Comprehensive assessment
- listen to the patient's story and the language used
- ask about the site(s) of pain
- measure intensity with a validated tool to assess changes
- a visual analogue scale (some patients find this hard to use)
- a numerical rating scale – perhaps the most common method used – patients rate their pain on a scale of 0 (no pain) to 10 (the worst pain they can imagine)
- colour charts
- facial expression charts
- ask about timing and duration of pain e.g. constant or episodic
- ask about the nature (e.g. stabbing, aching) and duration of the pain – this will determine management
- identifies the type and source of pain
- somatic nociceptive is usually constant and localised
- visceral is usually described as deep or aching (capsular stretch pain) or intermittent and griping (colicky pain)
- bone pain is usually deep or boring
- neuropathic pain is usually burning, shooting or stabbing
- identifies the type and source of pain
- ask about what relieves the pain (body position, heat, cold) and what exacerbates the pain (movement, position, heat)
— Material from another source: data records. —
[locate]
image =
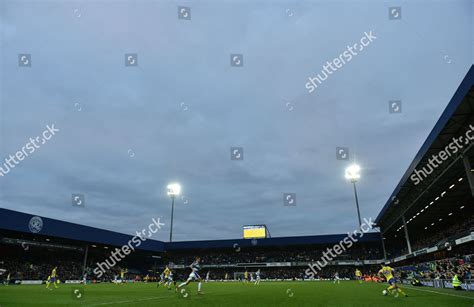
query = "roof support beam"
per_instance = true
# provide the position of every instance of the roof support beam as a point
(406, 234)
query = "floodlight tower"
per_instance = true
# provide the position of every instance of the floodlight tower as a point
(173, 190)
(353, 173)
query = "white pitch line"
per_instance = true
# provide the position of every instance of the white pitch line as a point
(129, 301)
(442, 293)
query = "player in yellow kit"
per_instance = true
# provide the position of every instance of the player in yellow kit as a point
(358, 274)
(122, 276)
(387, 272)
(246, 276)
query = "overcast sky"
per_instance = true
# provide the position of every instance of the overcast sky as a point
(125, 132)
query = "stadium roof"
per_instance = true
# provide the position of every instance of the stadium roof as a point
(18, 221)
(442, 192)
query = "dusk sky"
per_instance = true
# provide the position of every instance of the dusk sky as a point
(125, 132)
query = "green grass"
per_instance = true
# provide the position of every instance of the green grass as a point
(348, 293)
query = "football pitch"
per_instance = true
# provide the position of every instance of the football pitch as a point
(347, 293)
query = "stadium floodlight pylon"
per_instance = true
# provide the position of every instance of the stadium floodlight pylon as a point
(353, 173)
(174, 189)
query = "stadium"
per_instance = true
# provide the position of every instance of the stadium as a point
(163, 225)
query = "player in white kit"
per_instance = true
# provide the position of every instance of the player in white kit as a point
(257, 277)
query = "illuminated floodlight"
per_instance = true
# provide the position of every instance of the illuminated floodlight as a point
(173, 189)
(353, 172)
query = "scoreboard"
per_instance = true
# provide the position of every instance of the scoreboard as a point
(255, 231)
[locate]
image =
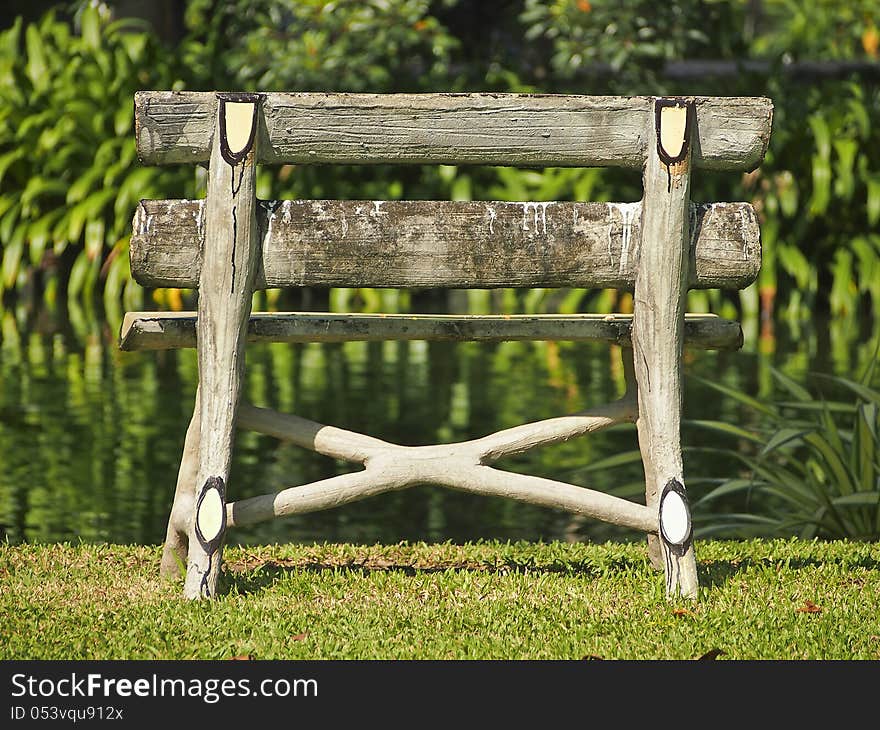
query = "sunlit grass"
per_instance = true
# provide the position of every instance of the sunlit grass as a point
(444, 601)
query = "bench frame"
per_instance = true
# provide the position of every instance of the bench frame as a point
(234, 249)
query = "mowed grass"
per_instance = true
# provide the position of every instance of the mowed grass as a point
(758, 600)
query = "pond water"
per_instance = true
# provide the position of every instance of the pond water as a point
(90, 436)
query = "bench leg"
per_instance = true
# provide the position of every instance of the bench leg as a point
(176, 546)
(658, 323)
(225, 290)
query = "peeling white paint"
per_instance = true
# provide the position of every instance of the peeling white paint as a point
(199, 218)
(538, 213)
(744, 223)
(493, 216)
(138, 223)
(628, 213)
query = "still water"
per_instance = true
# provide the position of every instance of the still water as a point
(90, 436)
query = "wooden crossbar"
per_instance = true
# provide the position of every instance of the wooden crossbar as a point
(732, 133)
(172, 330)
(445, 244)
- ask about the significance of the pain
- ask how much of a nuisance it is
- discuss its significance
- explain the likely causes – often helpful in allaying fears or anxieties and can significantly contribute to the relief of pain
- examine the part(s) that are painful – look, touch and move
- consider further investigation such as X-ray, CT or MRI but only if the result is going to influence management
- document all findings to compare and communicate
- review regularly – essential after any therapeutic intervention
Other assessment factors
In a bio-medical model of practice it is tempting to assume that pain has a predominant physical component. Often, physical pain is only part of the symptom complex (through direct or indirect tumour effects or non-malignant processes).
Psychological, spiritual and sociological elements will also be identifiable in many people with pain. Fear, anxiety, sadness, anger, frustration and isolation are but a few of the feelings that can contribute to the total perception of pain. All of these elements help to build a realistic picture of the overall impact of pain on the individual's quality of life.
Assessment in the setting of dementia
People living with dementia who require palliative care may not, by virtue of cognitive impairment, be able to validly report either the presence of pain, or the level of pain they are experiencing. There is good evidence that those with dementia are likely to be prescribed up to 50% less analgesia in acute hospital settings than those with comparable needs who lack a dementia diagnosis.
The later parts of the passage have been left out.